2013 An Election Odyssey Editorial: A Diversity of Lessons…
This is the second post in a series analyzing the results of the 2013 election.
Last Tuesday was a big day in Springfield. The turnout was embarrassing, but the result was historic. Both the City Council and School Committee will feature a majority of minorities in the next term. However, amidst the navel gazing of this change there seems to be a fundamentally flawed assumptions about what this actually means.
Diversity is essential on bodies like the Council to broader the experiences and worldviews of its members, but we can ill afford vapid takeaways from Tuesday. The Republican’s editorializes about the subject correctly, but rather flatly states the obvious and others have sought to assert some other, surface level meaning for personal gain.
There are several hazards to simplistic interpretations of Tuesday’s vote. There were some ward contests where there was almost zero chance a minority would not be elected. In two, there was virtually no chance anybody, but a minority would win. In two others, the minority candidate was highly favored to win. Moreover, some of these minority councilors have as much if not a greater connection to an identity other than their race.
In Ward 8 a minority did defeat a white incumbent. Yet, Councilor-elect Orlando Ramos’ win was due less to a changing city and more the work he put in this time.
At-large we saw a minority candidate, Councilor-elect Justin Hurst, win and displace a white one. We must not view this purely in terms of race. Rather, it is a sign of a generational shift. Hurst and the man defeated, Jimmy Ferrera, are about the same age, but both they and their campaigns could not be from more different political universes.
Hurst prosecuted his campaign across traditional means, but also engaged social media, often as a way to spread things like his commercial. Ferrera, despite being a child of the 1980’s had a campaign that looked remarkably similar to one from 1969.
That commercial tugged at the heartstrings rather than relying solely on classic if milquetoast Springfield political slogans. Grandparents? Check. Young families? Check. Plug the commercial on Facebook to reach younger voters? Check. That Hurst is black has nothing to do with any of these.
Tuesday also showed that just using social media is not enough. It is about leveraging it to one’s advantage. Ernesto Cruz, coming in seventh, was far ahead of the two in last place, partly because of effective social media use. Jose Claudio and Norman Roldan both lost their races to candidates with virtually no digital presence because both failed to manipulate social media effectively despite having Facebook and Twitter.
We see the same on the School Committee, where Calvin McFadden wielded social media to his advantage perhaps not superbly, but better than most other candidates. Antonette Pepe, who lost her seat, had no digital engagement.
The shorter version is that Springfield politics has matured to the point where both zero interaction and haphazard engagement with social media can carry a price for candidates.

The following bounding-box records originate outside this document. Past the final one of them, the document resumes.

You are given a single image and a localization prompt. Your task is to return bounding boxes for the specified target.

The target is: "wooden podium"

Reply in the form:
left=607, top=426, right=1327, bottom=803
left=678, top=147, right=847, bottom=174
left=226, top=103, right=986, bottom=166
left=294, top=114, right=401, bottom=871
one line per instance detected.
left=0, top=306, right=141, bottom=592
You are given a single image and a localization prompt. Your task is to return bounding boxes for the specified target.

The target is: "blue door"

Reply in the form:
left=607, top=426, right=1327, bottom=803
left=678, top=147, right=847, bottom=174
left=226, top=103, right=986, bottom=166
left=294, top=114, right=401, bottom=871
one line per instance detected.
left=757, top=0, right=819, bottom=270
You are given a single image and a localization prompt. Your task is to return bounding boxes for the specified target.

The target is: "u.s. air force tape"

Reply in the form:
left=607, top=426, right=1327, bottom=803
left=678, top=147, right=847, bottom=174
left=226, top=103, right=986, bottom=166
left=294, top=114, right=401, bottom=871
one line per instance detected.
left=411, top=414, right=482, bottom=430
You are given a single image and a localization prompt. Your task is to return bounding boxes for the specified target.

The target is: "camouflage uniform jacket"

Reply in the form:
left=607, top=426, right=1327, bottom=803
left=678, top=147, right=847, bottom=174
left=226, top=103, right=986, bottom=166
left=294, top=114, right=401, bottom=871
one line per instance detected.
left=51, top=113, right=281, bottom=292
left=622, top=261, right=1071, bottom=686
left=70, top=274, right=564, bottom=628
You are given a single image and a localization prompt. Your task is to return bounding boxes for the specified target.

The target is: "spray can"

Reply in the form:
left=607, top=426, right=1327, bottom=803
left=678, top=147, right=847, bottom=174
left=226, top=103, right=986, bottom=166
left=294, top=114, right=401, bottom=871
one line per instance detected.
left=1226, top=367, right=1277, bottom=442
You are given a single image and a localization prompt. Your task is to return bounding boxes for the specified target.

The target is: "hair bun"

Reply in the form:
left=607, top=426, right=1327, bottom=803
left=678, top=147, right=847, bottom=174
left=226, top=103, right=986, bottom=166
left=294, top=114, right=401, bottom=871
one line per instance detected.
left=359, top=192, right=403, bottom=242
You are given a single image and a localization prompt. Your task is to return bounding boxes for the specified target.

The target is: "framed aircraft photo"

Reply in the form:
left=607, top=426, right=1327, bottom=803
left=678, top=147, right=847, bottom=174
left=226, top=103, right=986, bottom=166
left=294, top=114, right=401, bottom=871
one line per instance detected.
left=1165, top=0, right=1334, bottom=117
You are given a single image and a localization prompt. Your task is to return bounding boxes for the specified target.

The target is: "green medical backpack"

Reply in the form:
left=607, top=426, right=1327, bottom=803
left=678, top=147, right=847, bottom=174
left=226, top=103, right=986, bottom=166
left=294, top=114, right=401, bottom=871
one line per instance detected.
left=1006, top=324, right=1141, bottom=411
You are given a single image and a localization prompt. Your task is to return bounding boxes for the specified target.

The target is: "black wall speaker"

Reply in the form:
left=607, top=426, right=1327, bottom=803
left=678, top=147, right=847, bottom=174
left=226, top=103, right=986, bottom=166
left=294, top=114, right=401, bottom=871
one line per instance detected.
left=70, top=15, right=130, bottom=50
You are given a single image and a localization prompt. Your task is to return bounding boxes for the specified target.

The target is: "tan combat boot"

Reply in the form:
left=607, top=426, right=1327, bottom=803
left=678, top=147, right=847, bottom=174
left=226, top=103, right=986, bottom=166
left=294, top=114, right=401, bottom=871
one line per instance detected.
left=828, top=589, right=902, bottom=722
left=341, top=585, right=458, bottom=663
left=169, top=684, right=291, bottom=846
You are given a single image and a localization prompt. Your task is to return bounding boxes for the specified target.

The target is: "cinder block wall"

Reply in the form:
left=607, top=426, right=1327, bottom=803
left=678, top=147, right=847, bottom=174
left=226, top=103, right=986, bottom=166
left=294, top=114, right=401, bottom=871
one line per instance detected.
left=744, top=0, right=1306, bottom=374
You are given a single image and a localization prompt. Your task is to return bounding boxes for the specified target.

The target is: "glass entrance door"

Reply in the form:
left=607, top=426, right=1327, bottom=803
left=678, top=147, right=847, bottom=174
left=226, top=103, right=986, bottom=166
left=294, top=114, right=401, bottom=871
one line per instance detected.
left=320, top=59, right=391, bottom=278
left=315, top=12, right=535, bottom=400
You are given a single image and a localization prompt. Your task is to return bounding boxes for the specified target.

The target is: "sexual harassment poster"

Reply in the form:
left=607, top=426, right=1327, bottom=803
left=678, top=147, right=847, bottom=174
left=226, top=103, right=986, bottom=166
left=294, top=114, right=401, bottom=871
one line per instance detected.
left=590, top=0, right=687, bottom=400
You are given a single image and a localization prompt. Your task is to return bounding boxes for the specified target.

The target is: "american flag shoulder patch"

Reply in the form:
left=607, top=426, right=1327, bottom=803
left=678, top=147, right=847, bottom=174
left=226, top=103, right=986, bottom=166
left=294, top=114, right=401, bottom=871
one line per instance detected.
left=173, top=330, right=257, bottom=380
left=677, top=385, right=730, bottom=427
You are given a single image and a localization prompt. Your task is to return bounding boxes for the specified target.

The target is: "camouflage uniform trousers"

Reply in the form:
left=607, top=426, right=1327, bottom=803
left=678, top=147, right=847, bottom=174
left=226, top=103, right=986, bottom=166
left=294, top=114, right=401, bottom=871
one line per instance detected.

This is bigger than any one candidate, than race or than social media. These election results were a sign that “the coalition of the ascendant” is on the move in Springfield. In a city where President Obama and Senator Warren won by extraordinary margins thanks largely to young voters, students, minorities and white progressives, nobody seems to contemplate that this coalition might begin to materialize in city elections. And it has.
That is the significant point. Yes, the electorate in municipal election years will continue to skew whiter and older than in presidential years. Still, Tuesday’s results in part reflect that Springfield‘s “coalition of the ascendant” is ready now and no longer willing to wait.
Boston is instructive here. While that city’s Council is less diverse than Springfield’s, its at-large race was topped by Councilor Ayanna Pressley, repeating her improbable 2011 first place finish. Pressley, who is black, did not get there because of her race, despite a strong base in Roxbury and other minority neighborhoods. She got there as a progressive icon who has used her position to address women’s issues, among others, with appeal to all.
It is too early to place similar expectations on Hurst or any other councilor, but we have to reach for deeper meaning. Tuesday was neither about race alone nor surface-level conceptions about it. If we take that path, we encourage the scorn of bigots and make no progress. Rather, Tuesday was about the future and a city. It was about whether we will embrace each with a eye toward what the city will be and what it still needs to become.